The name of Augustus Horton awakened all her terror of the persecution of a base and heartless profligate.

She imagined herself already in his power—his slave—his to treat as his vile passion prompted.

Wild with terror, she clung convulsively to her father.

"No, no," she cried; "do not abandon me. I shall die; I shall go mad. Do you forget that that man is the murderer of my mother?"

"Silence, silence!" whispered Gerald; "unhappy girl, do not infuriate him."

"I hope, Mr. Leslie," said Craig, as Cora still clung to her father, "that you will not oblige us to have recourse to violence."

"Kill me, kill me, sooner than abandon me to that man," cried Cora.

The mulatto drew a knife from his pocket and handed it to the agonized father.

"Kill her, master," he whispered; "better that than she should meet the fate of her mother."

Gerald pushed the slave from him with a gesture of horror. "No, no!" he exclaimed; "all hope is not yet lost! Between this and to-morrow surely something can be done. I will see Gilbert. We will save you. Cora, my beloved; we will save you."

Two of the men approached the father and daughter to take the Octoroon from Gerald's arms.

But Cora only clung to him more convulsively.

"Father, father!" she shrieked.

At a gesture from Craig they seized her in their arms and dragged her away.

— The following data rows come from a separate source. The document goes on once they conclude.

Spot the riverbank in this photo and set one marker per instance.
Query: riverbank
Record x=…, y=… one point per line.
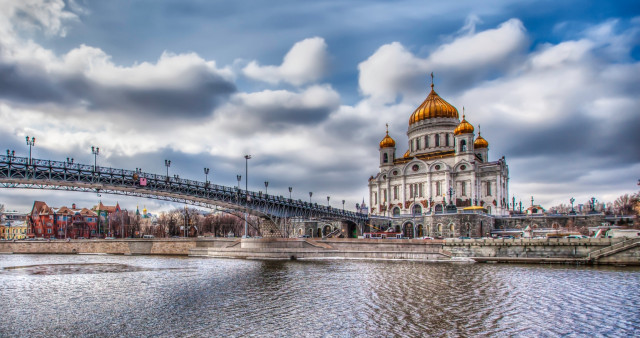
x=610, y=251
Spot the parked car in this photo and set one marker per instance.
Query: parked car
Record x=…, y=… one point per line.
x=577, y=236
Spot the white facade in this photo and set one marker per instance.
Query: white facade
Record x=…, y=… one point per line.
x=443, y=153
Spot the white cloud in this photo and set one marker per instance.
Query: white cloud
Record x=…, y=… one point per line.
x=306, y=62
x=393, y=70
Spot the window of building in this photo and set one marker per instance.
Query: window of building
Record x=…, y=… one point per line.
x=463, y=146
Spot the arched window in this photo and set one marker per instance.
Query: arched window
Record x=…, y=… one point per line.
x=463, y=146
x=396, y=211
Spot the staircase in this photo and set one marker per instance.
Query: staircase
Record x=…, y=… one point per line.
x=613, y=249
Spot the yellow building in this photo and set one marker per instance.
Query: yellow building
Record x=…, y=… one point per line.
x=13, y=230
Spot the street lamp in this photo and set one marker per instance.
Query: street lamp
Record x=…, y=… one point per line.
x=573, y=212
x=246, y=191
x=95, y=151
x=31, y=143
x=167, y=163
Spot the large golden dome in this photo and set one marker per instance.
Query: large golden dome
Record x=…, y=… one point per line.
x=480, y=142
x=463, y=128
x=387, y=142
x=432, y=107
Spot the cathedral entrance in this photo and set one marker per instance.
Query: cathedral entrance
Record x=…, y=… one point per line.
x=438, y=209
x=407, y=230
x=419, y=230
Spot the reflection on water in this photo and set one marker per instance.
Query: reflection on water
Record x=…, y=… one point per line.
x=74, y=295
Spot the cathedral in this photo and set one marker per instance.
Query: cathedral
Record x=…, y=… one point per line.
x=446, y=169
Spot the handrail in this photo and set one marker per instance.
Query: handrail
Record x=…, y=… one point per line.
x=597, y=253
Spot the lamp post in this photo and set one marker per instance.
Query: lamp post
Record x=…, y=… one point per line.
x=572, y=212
x=167, y=163
x=246, y=191
x=95, y=151
x=31, y=143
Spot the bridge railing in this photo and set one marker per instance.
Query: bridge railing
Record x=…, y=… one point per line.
x=24, y=167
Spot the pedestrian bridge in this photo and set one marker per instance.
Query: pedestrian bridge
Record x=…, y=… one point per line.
x=25, y=173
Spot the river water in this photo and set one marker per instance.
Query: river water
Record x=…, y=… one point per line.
x=88, y=295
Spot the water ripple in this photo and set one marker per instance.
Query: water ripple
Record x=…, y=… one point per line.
x=169, y=296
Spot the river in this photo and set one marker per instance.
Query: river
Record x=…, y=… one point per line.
x=91, y=295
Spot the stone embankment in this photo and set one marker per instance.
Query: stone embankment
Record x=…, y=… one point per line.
x=573, y=251
x=172, y=246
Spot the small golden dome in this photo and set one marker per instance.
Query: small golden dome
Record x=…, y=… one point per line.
x=432, y=107
x=387, y=141
x=480, y=142
x=464, y=127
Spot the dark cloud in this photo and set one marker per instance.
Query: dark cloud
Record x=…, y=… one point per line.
x=205, y=91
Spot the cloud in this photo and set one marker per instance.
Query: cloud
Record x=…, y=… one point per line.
x=179, y=86
x=306, y=62
x=394, y=71
x=35, y=15
x=271, y=110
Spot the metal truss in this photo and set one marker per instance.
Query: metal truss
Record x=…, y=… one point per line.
x=25, y=173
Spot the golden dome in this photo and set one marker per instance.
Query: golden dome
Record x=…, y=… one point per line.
x=432, y=107
x=480, y=142
x=464, y=127
x=387, y=141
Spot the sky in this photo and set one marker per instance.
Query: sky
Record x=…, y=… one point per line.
x=306, y=88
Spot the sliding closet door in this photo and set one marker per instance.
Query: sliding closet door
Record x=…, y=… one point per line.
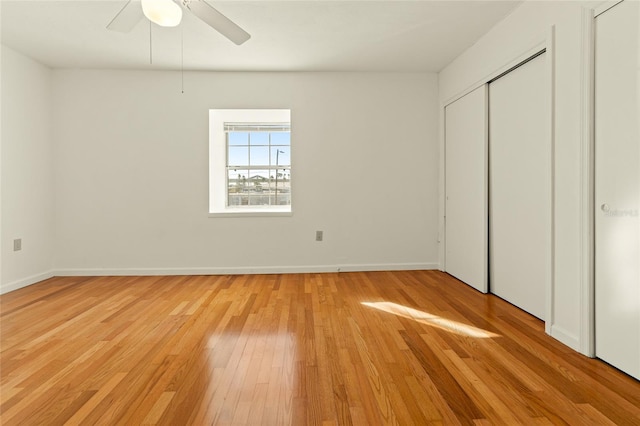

Happily for the wretched girl, consciousness once more deserted her, and she sunk fainting in the arms of the brutal wretches whose business it was to secure her.

Silas Craig looked on at this heart-rending scene with an evil light shining in his red, rat-like eyes.

"For years and years, Mr. Gerald Leslie," he said, "you and the like of you have carried it with a high hand over me. But my turn has come at last, I guess. You look rather small to-day. It's a hard thing for a man to be so poor as to have to sell his favorite daughter."

"Wretch!" cried the agonized father; "this is your hour of triumph; but remember that Heaven suffers such as you to prosper for a while that it may the better confound them in the end. A being capable of infamy such as this must be capable of crime. Guilty deeds long forgotten are sometimes strangely brought to light, and it may be your turn to grovel in the dust and ask for mercy of me."

In spite of his hardihood in crime the color forsook Silas Craig's face, and left it of a dusky white. The random shot had struck him too forcibly. The man of guilt trembled.